We support the findings from the JAMA article, as well as its assertions that age is one of the strongest indicators of fertility. Measuring select hormones (like FSH, AMH & E2) does not offer an absolute predictor of future reproductive potential. But, there is still immense value to be gained from fertility tests, as many experts in the field will say.


Here’s why.

Now more than ever, getting a view into how our fertility health is evolving is crucial to planning for and starting our families.


We’re going through a massive demographic shift–it’s now more likely that women will start a family in their 30s than in their 20s. This is a meaningful and powerful change, one that signifies the increasing number of opportunities for women who are waiting to start a family due to financial reasons, career growth, relationship status, or any number of reasons. But, our biology does not wait. Now more than ever, getting a view into how our fertility health is evolving is crucial to planning for and starting our families.


Back to the JAMA study.


The study, which looked at women between the ages of 30 to 44 with no history of infertility, found that women with a low level of Antimüllerian hormone (AMH) did not have a significantly different predicted probability of conceiving naturally within a year, compared with women with normal AMH levels. The researchers therefore concluded that women should not use their AMH levels to assess their ability to conceive naturally, although pregnancy outcomes were not evaluated.


So, even if your AMH numbers are low, it doesn’t mean you’re infertile and not able to have a baby. In fact, your fertility ultimately depends on multiple factors in both you and your partner—including sperm quality, the quality of your eggs and the receptivity of your uterus.


Our fertility health goes far beyond just AMH levels. But fertility tests provide an important baseline for understanding women’s reproductive health. It’s why our Fertility Age Test is designed and delivered not as a green-or-red light, but rather a guiding tool that opens up discussions with medical professionals so women can confidently take next steps.


What Can Future Family’s Fertility Age Test Tell You?

When you order our Fertility Age Tests, we connect you to our expert fertility nurses who walk you through the test results and answer questions about possible next steps.


Future Family offers two kinds of fertility tests. The first is the Fertility Age Test, which measures your AMH, FSH, and E2. AMH is produc ed by cells lining the follicles (egg sacs) in the ovary and is a measure of your ovarian reserve; as the number of follicles decreases, this level goes down. Follicle Stimulating Hormone (FSH) is produced by your pituitary gland, and is a hormone that stimulates the ovarian follicle and causes an egg to grow. E2 or Estradiol is a hormone produced in the ovaries and increases as the follicle grows. Early in the menstrual cycle, the estradiol and FSH levels should be low if the ovary is functioning normally.

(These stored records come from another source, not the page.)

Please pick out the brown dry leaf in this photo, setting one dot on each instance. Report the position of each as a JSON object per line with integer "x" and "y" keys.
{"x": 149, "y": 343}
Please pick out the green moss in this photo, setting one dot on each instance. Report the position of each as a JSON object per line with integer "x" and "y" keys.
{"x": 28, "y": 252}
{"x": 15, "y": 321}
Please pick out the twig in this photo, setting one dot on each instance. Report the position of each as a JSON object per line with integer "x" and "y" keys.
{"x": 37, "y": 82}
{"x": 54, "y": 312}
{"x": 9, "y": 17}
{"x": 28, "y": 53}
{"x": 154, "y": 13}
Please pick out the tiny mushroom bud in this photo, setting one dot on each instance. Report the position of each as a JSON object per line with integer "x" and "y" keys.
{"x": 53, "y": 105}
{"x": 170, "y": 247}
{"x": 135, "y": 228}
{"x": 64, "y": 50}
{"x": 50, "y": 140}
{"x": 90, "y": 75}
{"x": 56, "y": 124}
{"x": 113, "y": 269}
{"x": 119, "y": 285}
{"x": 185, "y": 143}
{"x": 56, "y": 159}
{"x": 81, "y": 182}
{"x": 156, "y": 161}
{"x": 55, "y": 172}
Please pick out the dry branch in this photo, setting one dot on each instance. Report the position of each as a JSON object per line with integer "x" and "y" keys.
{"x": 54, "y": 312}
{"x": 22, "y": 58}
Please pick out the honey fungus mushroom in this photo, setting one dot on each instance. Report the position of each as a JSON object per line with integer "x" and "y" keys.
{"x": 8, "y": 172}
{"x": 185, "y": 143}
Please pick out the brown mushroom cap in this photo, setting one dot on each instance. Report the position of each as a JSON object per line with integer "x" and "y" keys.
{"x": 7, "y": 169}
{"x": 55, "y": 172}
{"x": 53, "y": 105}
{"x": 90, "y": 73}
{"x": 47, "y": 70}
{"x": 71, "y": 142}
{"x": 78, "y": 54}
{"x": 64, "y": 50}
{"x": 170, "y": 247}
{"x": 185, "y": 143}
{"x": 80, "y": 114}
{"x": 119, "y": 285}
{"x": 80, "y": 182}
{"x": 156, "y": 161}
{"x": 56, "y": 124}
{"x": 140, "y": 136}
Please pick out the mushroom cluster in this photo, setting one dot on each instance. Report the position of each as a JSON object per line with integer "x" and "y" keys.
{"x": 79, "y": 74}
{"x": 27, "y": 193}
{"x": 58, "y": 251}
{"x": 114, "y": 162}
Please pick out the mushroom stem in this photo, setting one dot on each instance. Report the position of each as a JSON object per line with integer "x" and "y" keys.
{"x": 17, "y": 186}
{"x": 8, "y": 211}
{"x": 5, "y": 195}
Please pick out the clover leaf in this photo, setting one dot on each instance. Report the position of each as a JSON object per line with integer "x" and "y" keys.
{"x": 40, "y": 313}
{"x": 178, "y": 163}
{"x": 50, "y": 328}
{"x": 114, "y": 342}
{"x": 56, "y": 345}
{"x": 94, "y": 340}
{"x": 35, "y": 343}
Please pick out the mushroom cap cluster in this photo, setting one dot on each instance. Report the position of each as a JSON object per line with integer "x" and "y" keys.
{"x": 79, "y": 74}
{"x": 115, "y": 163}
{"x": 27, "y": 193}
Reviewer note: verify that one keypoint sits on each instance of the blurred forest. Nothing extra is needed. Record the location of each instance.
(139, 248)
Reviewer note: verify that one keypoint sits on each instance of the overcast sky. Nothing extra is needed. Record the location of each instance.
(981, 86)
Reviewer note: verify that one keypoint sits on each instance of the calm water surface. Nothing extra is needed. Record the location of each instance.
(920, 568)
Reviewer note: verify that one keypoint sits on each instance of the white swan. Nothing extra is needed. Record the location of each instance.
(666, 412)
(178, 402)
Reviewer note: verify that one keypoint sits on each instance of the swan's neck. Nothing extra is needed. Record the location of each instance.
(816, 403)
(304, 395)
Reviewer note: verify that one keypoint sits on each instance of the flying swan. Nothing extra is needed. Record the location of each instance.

The second test is the Future Family Fertility Age Test™ PLUS, which includes these three key hormones—AMH, FSH, and E2—as well as a panel of three other thyroid hormones that impact fertility. TSH detects hypothyroidism or hyperthyroidism (too little versus too much thyroid hormone), which can affect your ability to conceive. TPO can diagnose if you have an autoimmune thyroid condition and Free T3/T4 provide more detailed insight on thyroid function.


By taking one or both of these tests, you can learn how your fertility is tracking relative to your age and if you have any early flags for early menopause . And, when you order our Fertility Age Tests, we connect you to our expert fertility nurses who walk you through the test results and answer questions about possible next steps.


If you’re thinking about freezing your eggs (See "Understanding How Egg Freezing Works ") or if you’re considering IVF, these tests can also offer your doctors valuable information about how you might respond to the hormones that will stimulate your ovaries to grow. This will help you determine your best personal timing for when you should do these procedures.

 

Fertility tests–much like other medical tests–provide partial but valuable information. That does not mean they are not worth taking. We continue to support them as an important step to understanding reproductive health over time. At Future Family, empowering women with information is our number one priority, and testing is one of the first steps you can take to get insight into how your reproductive health is evolving relative to age.